Turkmen President Gurbanguly Berdimuhamedov is many things: equestrian, pop star, collector of Guinness World Records, marksman, lifter, poet, race car driver, and brutal authoritarian.
The last role is the most important. But it is also the one about which there is arguably the least information, as Berdimuhamedov’s Turkmenistan is one of the most secretive and repressive dictatorships on the planet.
Berdimuhamedov isn’t so shy himself. The Turkmen president balances out his harsh governance with flamboyant public displays. In one popular video clip, he “plays” a white guitar clad in a pastel green sweater—though the fog creeping up from below, obscuring his hands, casts doubt on his musical chops. The crowd doesn’t seem to mind. In a different video, Berdimuhamedov shoots at targets while his ministers look on with adoration. In another, he triumphantly lifts a thin golden rod above his head, which looks as if it weighs about as much as a fishing pole. He does donuts in his car, writes poetry, and races on golden Akhal-Teke horses, of which he owns nearly 10 percent of the world’s population.
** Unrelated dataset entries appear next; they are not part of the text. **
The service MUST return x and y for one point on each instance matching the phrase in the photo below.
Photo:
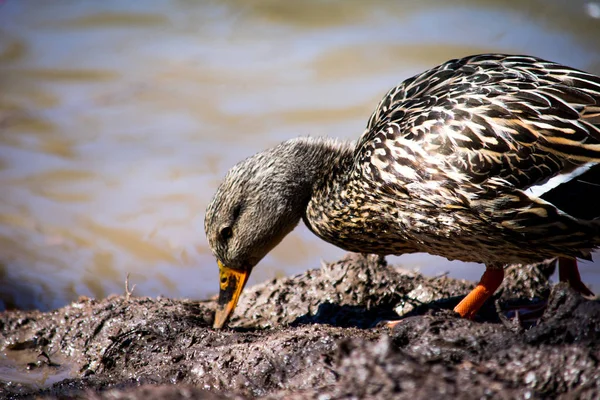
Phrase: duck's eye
(226, 233)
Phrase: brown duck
(490, 158)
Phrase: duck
(490, 158)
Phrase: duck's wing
(491, 123)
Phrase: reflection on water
(118, 119)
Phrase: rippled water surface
(118, 120)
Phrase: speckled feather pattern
(447, 159)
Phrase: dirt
(319, 335)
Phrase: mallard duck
(490, 158)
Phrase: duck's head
(260, 201)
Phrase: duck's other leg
(490, 281)
(568, 272)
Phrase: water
(118, 120)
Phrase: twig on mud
(128, 291)
(515, 325)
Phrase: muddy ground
(318, 335)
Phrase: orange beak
(231, 284)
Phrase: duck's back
(509, 145)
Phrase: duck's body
(491, 158)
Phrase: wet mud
(319, 335)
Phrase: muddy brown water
(118, 119)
Berdimuhamedov has used spectacles like these to curate a bizarre cult of personality around himself. Core to his image is a quest to nab as many Guinness World Records as possible. Since he ascended to Turkmenistan’s top office in 2007, the country has clinched quite a few superlatives, including “largest single line bike parade,” “largest roof in the shape of a star,” and “largest gerbil species.”
It’s so much lighthearted fun that you might almost forget the country has earned another distinction not recognized by Guinness: the most oppressive of the former Soviet countries, scoring a 2 out of 100 on Freedom House’s index. In Turkmenistan, there are essentially no recognized human rights and the economy has no meaningful private sector, with dysfunctional state-run monopolies dominating a country plagued by insufficient access to food, water, and natural gas.
What life is like inside the country is somewhat of a mystery. For those living there, the outside world is even murkier: Internet access is prohibited, foreign travel is restricted, and there is not even a semblance of a free press.
Turkmens are to believe one thing: Berdimuhamedov is their Arkadag (“protector”). That might become a tougher sell if the country’s economy continues to implode. Yet Berdimuhamedov’s public persona is a reminder of how such cults are cultivated in the first place: If you can’t give your country the basics, you have to give them a show.